Java SEとかJava EEとかについて簡単に説明します。

Javaで抑えておいてほしい4つのこと

  1. Javaとはプログラミング言語の1つ
  2. 人気のある言語1位
  3. 多くの現場で使われている
  4. 汎用的でOSに依存しないプラットフォームの提供

これだけを最初に抑えておいてください。

特徴

いろいろなところ(WindowsとかMacOSとかAndroidとかiPhoneとかサーバ)とかで動く環境(プラットフォーム)が用意されているので原則Javaで書いたプログラムがどこでも動くぞ。
ということです。
正確に言うと「どこでも動く」ではなく「比較的簡単にどこでも動くようになる」というプログラム言語です。

Windowsで開発したものが、MacintoshでもJavaの環境があれば動くと思ってください。

Minecraft(マインクラフト)というゲームをご存知ですか?
あのゲーム Javaで書かれているのです。

Java SE

正式名は、
Java Platform, Standard Edition(Java SE)
デスクトップ(パソコン)やサーバーでJavaアプリケーションを開発するための基本的な機能が詰まったものです。
プログラムの開発には、必須です。

Java EE

正式名は、
Java Platform, Enterprise Edition(Java EE)
企業で使うサーバー等の機能が詰まったものです。
Webの開発で使いうことが多いのでJava SEと合わせ技的に使います。

JRE

正式名は、
Java Runtime Environment(JRE)
あなたのパソコンにインストールされていると思います。
これがないとJavaが動きません。
ここは、無料なのでJavaでつくられたアプリケーションを使うのは、お金がかからないので安心してください。

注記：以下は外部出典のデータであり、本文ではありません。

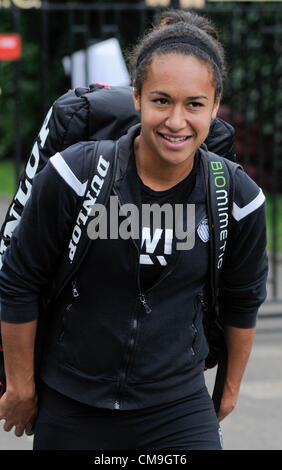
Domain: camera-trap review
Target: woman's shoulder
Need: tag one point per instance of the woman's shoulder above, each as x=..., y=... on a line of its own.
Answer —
x=248, y=196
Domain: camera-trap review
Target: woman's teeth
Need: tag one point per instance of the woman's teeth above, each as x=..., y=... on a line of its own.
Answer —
x=174, y=139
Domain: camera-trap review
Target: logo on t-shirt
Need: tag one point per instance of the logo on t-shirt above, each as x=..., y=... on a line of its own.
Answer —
x=154, y=249
x=203, y=231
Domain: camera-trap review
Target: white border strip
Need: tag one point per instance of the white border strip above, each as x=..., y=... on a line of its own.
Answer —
x=66, y=173
x=241, y=212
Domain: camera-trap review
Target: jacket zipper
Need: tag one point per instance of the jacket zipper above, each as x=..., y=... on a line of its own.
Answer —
x=67, y=309
x=148, y=310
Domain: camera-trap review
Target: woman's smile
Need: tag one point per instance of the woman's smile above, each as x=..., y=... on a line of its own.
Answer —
x=177, y=104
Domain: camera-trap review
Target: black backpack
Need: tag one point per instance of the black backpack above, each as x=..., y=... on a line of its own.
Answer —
x=103, y=114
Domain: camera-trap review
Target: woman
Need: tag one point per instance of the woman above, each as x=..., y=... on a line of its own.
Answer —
x=125, y=348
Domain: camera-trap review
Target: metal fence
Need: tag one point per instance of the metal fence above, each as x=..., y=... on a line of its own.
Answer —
x=252, y=35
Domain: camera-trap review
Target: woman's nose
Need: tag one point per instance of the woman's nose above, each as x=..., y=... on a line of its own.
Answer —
x=176, y=119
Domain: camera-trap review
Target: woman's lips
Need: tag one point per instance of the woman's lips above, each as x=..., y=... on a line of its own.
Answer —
x=174, y=141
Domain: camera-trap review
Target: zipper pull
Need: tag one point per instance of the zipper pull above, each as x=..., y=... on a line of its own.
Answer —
x=144, y=303
x=74, y=289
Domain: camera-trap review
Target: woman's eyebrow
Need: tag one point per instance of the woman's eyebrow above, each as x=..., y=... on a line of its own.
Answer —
x=167, y=95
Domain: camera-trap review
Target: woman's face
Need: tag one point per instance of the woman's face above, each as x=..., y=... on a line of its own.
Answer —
x=177, y=104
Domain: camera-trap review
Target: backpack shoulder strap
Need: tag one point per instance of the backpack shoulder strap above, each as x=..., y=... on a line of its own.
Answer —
x=102, y=169
x=220, y=194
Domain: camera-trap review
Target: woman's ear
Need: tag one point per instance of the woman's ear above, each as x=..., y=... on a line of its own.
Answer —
x=215, y=107
x=137, y=100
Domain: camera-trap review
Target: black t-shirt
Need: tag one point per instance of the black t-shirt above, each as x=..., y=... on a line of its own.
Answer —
x=157, y=247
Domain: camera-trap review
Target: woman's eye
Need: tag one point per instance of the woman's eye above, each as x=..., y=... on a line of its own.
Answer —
x=160, y=101
x=195, y=104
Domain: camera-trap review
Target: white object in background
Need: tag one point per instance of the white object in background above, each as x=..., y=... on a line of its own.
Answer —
x=105, y=64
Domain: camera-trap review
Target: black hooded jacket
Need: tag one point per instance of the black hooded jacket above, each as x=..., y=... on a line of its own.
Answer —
x=109, y=344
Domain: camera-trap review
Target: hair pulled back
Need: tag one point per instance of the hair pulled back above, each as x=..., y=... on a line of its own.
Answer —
x=179, y=24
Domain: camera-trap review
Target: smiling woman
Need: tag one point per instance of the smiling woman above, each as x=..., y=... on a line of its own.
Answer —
x=177, y=104
x=125, y=349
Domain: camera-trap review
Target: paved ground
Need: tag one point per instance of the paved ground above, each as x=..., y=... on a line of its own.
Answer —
x=255, y=424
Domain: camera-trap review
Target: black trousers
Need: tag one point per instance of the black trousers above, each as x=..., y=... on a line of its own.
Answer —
x=186, y=424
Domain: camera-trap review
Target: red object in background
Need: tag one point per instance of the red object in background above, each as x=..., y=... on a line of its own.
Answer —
x=10, y=46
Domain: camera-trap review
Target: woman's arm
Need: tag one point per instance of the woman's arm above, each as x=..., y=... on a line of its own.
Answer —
x=18, y=405
x=239, y=344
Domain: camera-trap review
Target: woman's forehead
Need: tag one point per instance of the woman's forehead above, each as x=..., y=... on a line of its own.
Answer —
x=175, y=72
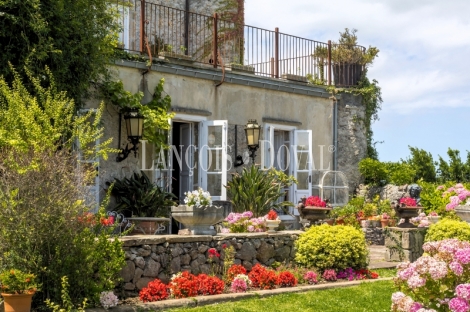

Java SEを使うならおカネを取るぞ!(オラクル社)

Javaで開発するときに絶対的に必須なJava SEをオラクル社が、2018年9月のバージョンからおカネをいただきます。
と発表しました。

これまで Java全般は、基本無料でした。
Javaの生まれ故郷がサン・マイクロシステムズという会社でオープン(みんなに開放)で発表していたので 無料で使えるという文化が根づいていました。
その方針によって Javaは、世界中のシステムをつくるときに活用され、特にインターネットと相性が良かったので爆発的に世界中で使われました。

世界に貢献する言語と環境を生み出してきた サン・マイクロシステムズ社は、UNIXという世界で一人勝ち状態だったのですが、経営が怪しくなり
2009年4月20日にオラクル社に買収されてしまいました。
もちろん、その中には、Javaも含まれています。

そこから約9年間、オラクル社は、Javaのサポートを無償で行ってきました。
Javaの環境は、インターネットで使われることが多く、ハッキングも多いわけで、次から次へとバグやセキュリティの問題が出てきます。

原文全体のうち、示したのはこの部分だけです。